Investigators believe the girl’s parents, Marysville police officer Derek Carlile and his wife, had parked their van near a friend’s art gallery Saturday afternoon.
Their children were in the van, and the parents were outside talking with their friend when the shooting occurred.
The couple, who live on Camano Island, had four children. Police won’t say how many of the children were in the van at the time of the shooting.
Detectives are being careful about releasing additional information until they figure out exactly what happened in the van, Palmer said.
“Because there are still things to figure out, and because we’re dealing with children, the interview process has to be set up in a very special way,” he said.
Detectives investigating cases involving children who have experienced trauma usually bring in experts trained in special techniques that get at truth in ways that are appropriate for young minds.
Investigators repeatedly have declined to release the specific ages and genders of the other children in the van. The sheriff’s office rarely releases information about juveniles, Palmer said.
“In this case, because it is likely a juvenile, a young child, involved in this, there is an additional level of sensitivity to age, gender, certainly name, that kind of thing, as well as the considerations for the emotional state of the family at this point,” he said.
How much the investigation is focusing on the actions of Jenna’s parents remained unclear on Tuesday.
The laws governing unattended firearms in vehicles are complex, and they can differ for commissioned police officers. In Washington, there is no specific law regarding potential criminal penalties for adults who make it possible for children to get their hands on guns.
Fatal shootings almost always require thorough, lengthy investigation, Palmer said. In this instance, the ages of the children present is a critical issue, but not the only one.
“That’s one of the factors that we have to consider in this whole investigation,” he said.
Through Marysville police, the Carliles have asked for privacy. They’ve released no information about public memorials for Jenna.
Marysville Police Chief Rick Smith on Monday asked the community for compassion and patience. He described Derek Carlile as an excellent officer who will remain on paid administrative leave while the sheriff’s office investigates.

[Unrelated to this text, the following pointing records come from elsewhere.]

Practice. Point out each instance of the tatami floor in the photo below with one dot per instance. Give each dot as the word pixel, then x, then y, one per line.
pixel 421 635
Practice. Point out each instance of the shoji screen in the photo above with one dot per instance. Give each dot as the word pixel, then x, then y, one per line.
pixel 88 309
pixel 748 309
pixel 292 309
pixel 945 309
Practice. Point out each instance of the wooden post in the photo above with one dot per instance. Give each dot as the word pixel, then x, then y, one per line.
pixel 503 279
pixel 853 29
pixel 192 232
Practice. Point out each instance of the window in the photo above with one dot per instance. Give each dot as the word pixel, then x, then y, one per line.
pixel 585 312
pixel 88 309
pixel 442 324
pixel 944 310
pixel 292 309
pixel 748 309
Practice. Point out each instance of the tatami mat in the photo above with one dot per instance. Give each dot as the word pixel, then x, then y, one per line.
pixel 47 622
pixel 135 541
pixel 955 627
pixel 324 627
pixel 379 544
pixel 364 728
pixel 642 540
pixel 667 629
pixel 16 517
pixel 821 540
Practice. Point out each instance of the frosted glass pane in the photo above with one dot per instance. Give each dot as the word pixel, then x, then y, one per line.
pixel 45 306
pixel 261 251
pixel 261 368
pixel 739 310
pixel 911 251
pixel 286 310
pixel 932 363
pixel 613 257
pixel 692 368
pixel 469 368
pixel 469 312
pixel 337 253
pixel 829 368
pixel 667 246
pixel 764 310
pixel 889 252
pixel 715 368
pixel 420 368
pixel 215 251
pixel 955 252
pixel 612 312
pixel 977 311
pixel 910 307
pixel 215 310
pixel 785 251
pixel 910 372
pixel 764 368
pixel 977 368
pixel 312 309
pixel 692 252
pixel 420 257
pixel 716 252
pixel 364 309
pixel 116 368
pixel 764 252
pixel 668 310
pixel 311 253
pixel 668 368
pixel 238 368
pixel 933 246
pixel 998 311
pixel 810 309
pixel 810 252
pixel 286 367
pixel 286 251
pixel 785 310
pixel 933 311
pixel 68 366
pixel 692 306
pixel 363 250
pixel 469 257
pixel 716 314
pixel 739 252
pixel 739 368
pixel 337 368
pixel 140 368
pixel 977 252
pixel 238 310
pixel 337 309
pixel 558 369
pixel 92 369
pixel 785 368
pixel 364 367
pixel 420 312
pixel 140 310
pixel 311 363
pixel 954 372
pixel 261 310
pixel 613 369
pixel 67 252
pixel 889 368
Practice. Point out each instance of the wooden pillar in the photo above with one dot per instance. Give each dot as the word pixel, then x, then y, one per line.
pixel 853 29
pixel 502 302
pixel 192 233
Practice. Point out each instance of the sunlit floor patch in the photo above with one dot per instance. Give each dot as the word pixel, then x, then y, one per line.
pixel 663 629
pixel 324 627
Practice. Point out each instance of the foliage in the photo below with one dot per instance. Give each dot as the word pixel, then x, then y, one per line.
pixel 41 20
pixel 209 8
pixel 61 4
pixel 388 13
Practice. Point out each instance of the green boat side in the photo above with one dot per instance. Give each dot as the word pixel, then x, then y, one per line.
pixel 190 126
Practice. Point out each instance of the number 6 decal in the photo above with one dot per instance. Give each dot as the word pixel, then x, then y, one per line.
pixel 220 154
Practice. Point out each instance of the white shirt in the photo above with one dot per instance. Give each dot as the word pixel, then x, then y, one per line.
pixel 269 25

The police department also expects to conduct an internal investigation to determine whether any policies were violated, the chief said.
Investigators haven’t said if the gun used in the shooting was the officer’s duty weapon or a privately owned firearm. However, police rarely release details about a weapon in the early days after any shooting.
In most fatal shootings, it is ultimately up to prosecutors to review the evidence to decide if charges are warranted.